We recognize that the administration and police’s decision to dismantle the encampment on Nov. 9 and again on Nov. 17 was not a malicious one. Indeed, many of the concerns that Chancellor Robert Birgeneau raised regarding the “hygiene, safety, space and conflict issues” are valid. Any police force, be it the one at Cal or the New York City Policy Department, must make a decision regarding the best use of its resources, and monitoring a protest encampment may well detract from secure policing elsewhere in the community.
What is unacceptable, however, was the police’s use of violence in the face of civil disobedience. In that situation, the appropriate response is citation and/or arrest in accordance with the University’s regulations. Indeed, this is what the police did on Nov. 17, issuing citations for illegal lodging and failure to disperse when given a dispersal order.
Ultimately, the UC-Berkeley Police Review Board will assess last week’s actions by the UCPD. It is telling, however, that the recommendations made by the Police Review Board in June 2010 in the wake of the 2009 Wheeler Hall protests have still not been fully implemented. In this context, the University must take more substantive action, perhaps by first implementing the 2010 recommendations, to prove that it is committed to the right of students to protest peaceably.
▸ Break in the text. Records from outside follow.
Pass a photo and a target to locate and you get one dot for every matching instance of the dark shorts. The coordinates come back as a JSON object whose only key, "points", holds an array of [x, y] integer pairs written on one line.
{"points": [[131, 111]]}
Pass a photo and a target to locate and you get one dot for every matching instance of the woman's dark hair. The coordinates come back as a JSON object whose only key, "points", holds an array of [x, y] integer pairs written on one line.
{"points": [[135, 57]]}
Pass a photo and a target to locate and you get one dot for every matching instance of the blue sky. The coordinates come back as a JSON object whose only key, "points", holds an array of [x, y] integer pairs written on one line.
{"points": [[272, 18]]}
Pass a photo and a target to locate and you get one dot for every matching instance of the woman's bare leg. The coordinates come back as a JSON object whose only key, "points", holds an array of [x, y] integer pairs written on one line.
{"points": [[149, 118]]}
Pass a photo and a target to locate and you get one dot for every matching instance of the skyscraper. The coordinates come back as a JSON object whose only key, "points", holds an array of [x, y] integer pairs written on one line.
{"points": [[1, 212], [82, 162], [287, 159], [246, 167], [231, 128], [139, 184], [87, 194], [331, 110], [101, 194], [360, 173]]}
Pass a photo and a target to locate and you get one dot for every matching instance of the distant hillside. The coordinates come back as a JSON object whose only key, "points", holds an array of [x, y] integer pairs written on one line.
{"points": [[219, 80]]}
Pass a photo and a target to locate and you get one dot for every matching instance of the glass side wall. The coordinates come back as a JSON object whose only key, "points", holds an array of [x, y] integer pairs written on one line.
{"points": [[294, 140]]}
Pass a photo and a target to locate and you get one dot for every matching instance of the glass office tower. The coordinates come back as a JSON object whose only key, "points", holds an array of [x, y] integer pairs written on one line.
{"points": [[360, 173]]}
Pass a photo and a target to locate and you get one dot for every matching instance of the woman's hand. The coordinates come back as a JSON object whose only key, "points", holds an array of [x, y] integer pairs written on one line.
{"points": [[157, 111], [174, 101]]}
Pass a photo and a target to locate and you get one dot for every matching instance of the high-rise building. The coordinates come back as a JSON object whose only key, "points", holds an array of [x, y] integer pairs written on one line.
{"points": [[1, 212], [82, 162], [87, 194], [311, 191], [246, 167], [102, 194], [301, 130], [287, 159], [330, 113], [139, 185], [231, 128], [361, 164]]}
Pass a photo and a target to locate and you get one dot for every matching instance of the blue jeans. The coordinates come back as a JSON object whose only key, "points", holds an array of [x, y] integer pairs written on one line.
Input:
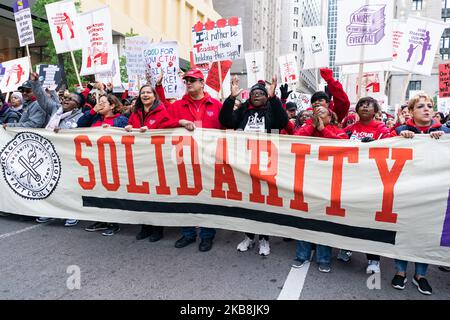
{"points": [[205, 233], [421, 268], [323, 253]]}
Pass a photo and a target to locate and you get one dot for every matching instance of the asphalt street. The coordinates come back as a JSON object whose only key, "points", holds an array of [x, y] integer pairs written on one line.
{"points": [[35, 261]]}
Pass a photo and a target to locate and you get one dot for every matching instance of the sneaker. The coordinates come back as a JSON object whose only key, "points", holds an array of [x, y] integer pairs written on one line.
{"points": [[246, 244], [43, 220], [98, 226], [264, 248], [399, 282], [184, 242], [299, 263], [71, 223], [112, 230], [344, 255], [325, 267], [423, 286], [445, 269], [373, 267]]}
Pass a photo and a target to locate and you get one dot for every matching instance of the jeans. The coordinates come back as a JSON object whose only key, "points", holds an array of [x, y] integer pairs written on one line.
{"points": [[323, 253], [205, 233], [421, 268]]}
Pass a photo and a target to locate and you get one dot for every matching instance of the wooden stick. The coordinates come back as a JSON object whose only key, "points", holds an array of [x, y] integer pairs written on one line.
{"points": [[76, 69]]}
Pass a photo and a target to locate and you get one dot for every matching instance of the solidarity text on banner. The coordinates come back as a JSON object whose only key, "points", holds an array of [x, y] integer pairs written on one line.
{"points": [[388, 197]]}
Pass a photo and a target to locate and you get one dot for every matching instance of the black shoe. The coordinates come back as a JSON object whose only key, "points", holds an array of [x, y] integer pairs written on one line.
{"points": [[146, 231], [205, 245], [399, 282], [423, 286], [184, 242]]}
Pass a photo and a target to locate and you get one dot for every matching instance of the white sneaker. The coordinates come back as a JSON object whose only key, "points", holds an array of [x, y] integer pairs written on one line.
{"points": [[264, 248], [246, 244], [373, 267]]}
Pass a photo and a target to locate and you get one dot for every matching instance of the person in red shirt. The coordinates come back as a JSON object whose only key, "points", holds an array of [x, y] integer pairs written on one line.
{"points": [[203, 110], [149, 113]]}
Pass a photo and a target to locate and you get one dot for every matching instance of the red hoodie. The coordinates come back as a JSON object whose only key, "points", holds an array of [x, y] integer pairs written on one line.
{"points": [[375, 130], [158, 118], [330, 132]]}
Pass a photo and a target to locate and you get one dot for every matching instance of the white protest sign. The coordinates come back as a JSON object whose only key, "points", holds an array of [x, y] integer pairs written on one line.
{"points": [[364, 31], [217, 41], [255, 62], [163, 57], [419, 45], [315, 43], [288, 69], [96, 33], [24, 22], [134, 48], [64, 26], [15, 73]]}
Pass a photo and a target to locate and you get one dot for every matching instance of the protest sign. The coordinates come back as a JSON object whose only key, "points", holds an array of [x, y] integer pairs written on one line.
{"points": [[50, 75], [256, 67], [134, 48], [288, 69], [444, 80], [331, 192], [16, 72], [315, 43], [217, 41], [24, 22], [163, 57], [64, 26], [96, 32], [419, 45], [364, 31]]}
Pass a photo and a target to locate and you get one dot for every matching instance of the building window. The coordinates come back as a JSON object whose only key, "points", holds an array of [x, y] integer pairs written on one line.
{"points": [[416, 5]]}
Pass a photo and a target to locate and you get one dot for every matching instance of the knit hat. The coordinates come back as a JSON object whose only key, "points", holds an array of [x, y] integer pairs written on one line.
{"points": [[18, 95], [261, 85], [319, 96]]}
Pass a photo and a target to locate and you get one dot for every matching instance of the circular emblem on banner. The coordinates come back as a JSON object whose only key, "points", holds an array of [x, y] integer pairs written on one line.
{"points": [[31, 166]]}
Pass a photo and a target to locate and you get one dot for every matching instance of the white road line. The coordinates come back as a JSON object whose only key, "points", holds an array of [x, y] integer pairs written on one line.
{"points": [[11, 234], [295, 281]]}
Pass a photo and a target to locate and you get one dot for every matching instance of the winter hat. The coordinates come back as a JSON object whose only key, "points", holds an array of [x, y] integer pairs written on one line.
{"points": [[18, 95], [261, 85], [319, 96]]}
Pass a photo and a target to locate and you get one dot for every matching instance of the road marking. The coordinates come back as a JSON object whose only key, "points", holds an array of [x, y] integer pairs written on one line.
{"points": [[295, 281], [11, 234]]}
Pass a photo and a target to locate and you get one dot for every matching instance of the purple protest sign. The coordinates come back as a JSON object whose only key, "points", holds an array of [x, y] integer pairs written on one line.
{"points": [[445, 240], [20, 5]]}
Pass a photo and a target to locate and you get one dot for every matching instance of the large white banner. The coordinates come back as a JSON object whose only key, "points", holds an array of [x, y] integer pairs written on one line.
{"points": [[217, 41], [256, 67], [96, 32], [24, 22], [64, 26], [364, 31], [134, 48], [419, 45], [163, 57], [362, 197], [288, 69], [15, 72], [315, 43]]}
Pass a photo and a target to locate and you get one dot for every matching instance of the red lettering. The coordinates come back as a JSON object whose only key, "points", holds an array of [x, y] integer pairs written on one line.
{"points": [[300, 151], [90, 184], [269, 176], [114, 186], [338, 153], [389, 178], [163, 188], [184, 189], [224, 174], [132, 187]]}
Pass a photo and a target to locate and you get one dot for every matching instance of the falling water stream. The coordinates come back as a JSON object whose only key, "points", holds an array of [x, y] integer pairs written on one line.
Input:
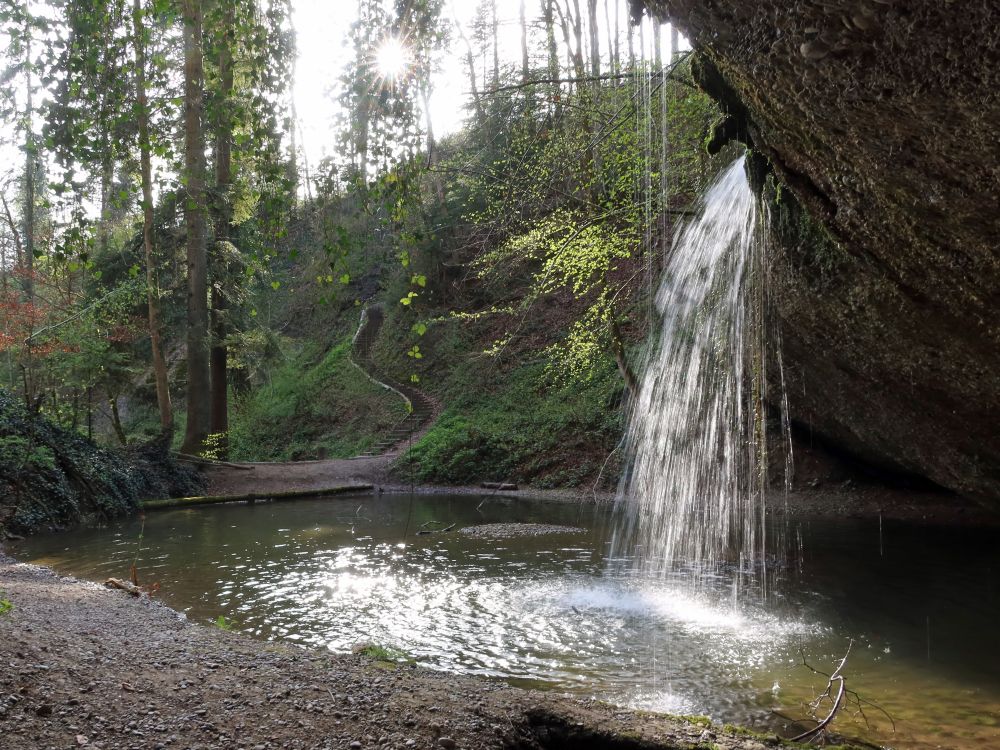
{"points": [[693, 495]]}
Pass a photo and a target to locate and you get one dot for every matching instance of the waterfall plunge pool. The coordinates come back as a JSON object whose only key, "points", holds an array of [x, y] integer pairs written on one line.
{"points": [[921, 604]]}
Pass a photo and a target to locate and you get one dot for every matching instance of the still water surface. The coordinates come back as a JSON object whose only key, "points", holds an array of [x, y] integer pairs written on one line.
{"points": [[921, 604]]}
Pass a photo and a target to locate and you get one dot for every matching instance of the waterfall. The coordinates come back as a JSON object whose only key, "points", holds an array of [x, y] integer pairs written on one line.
{"points": [[692, 497]]}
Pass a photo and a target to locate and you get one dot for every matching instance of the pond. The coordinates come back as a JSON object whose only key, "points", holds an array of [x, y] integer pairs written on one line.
{"points": [[921, 605]]}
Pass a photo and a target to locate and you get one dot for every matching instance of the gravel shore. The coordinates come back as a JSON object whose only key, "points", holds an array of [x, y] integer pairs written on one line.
{"points": [[85, 666]]}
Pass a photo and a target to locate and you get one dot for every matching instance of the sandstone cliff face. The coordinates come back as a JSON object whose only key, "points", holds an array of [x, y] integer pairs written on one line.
{"points": [[882, 117]]}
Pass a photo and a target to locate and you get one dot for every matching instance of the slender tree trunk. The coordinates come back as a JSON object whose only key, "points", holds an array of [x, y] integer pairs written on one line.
{"points": [[548, 14], [219, 355], [29, 171], [470, 61], [15, 234], [657, 47], [525, 63], [578, 36], [145, 170], [107, 178], [116, 420], [198, 393], [595, 42], [495, 25], [293, 151], [631, 48]]}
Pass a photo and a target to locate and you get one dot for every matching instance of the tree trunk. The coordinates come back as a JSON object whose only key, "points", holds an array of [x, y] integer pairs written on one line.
{"points": [[470, 61], [613, 44], [198, 393], [29, 171], [548, 13], [495, 24], [145, 169], [116, 420], [219, 355], [595, 43], [525, 63]]}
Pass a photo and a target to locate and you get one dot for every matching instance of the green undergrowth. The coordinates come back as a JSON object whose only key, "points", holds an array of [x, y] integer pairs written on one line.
{"points": [[53, 477], [316, 404], [509, 418]]}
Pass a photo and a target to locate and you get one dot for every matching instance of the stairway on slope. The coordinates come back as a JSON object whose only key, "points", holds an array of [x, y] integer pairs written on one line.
{"points": [[422, 408]]}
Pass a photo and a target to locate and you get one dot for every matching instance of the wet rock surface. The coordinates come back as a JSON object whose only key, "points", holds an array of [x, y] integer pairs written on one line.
{"points": [[880, 119], [83, 666]]}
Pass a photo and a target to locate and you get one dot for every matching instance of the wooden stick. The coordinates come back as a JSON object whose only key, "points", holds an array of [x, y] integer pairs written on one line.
{"points": [[184, 502]]}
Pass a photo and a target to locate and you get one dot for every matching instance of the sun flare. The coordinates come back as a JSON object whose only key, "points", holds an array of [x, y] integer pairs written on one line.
{"points": [[391, 58]]}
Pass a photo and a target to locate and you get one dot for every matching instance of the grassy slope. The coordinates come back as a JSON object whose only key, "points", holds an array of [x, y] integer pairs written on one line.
{"points": [[316, 405], [504, 417]]}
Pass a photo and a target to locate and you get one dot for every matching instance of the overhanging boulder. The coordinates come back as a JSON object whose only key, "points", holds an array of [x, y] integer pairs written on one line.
{"points": [[882, 117]]}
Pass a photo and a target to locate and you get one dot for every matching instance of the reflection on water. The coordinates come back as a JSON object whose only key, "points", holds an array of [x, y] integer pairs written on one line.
{"points": [[549, 611]]}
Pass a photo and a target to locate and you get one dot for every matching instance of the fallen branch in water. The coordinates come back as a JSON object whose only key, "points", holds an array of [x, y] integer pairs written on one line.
{"points": [[838, 695]]}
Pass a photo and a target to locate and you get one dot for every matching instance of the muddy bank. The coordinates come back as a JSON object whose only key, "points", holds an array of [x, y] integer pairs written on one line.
{"points": [[90, 667], [841, 499]]}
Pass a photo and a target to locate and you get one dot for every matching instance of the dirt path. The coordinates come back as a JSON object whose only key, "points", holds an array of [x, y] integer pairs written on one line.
{"points": [[87, 667], [250, 477]]}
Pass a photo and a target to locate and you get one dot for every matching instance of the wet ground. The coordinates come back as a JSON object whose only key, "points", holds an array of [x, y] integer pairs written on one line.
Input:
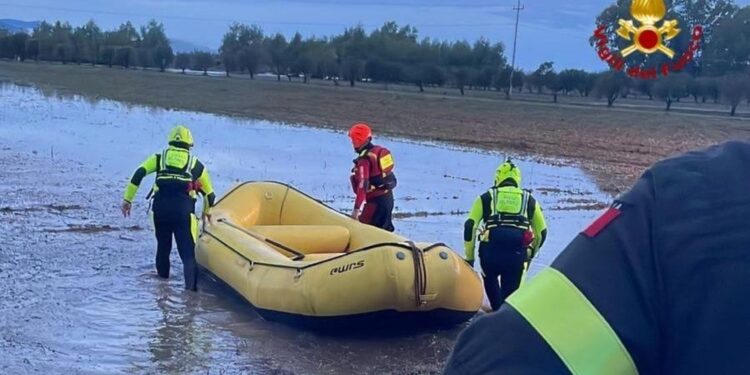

The issues of disinvestment in higher education are not unique to Cal, of course, and not even to the UC system. To this end, we applaud those Cal students voicing their concerns, both on campus and in Sacramento, where a number of students and faculty went to lobby legislators and hold a press conference on the issue of disinvestment in higher education in the state. While Stanford is fortunate that it has benefited from considerable recent investment and has not faced cuts in education or programming of the type that the UC system has undergone, Cal’s concerns are, fundamentally, Stanford’s concerns. Reduced funding for public higher education means that Stanford students’ peers in the UC system may not have the resources or opportunities to further their work — work which could ultimately benefit and influence the work of the wider academic community at Stanford and elsewhere — while the fee hikes and reductions to financial aid limit the size of that community of scholars.
As Big Game Week comes to a close, there is no doubt that Stanford students want, and expect, the Cardinal to prevail on the football field. Off the field though, what unites us is far greater than what divides us. Both in response to the police actions against protesters on Nov. 9 and with regard to some of the core complaints of those protesters regarding the state of public higher education in California, we urge Stanford students to recognize and support the efforts of their colleagues at Cal to stand up to the threats facing their education.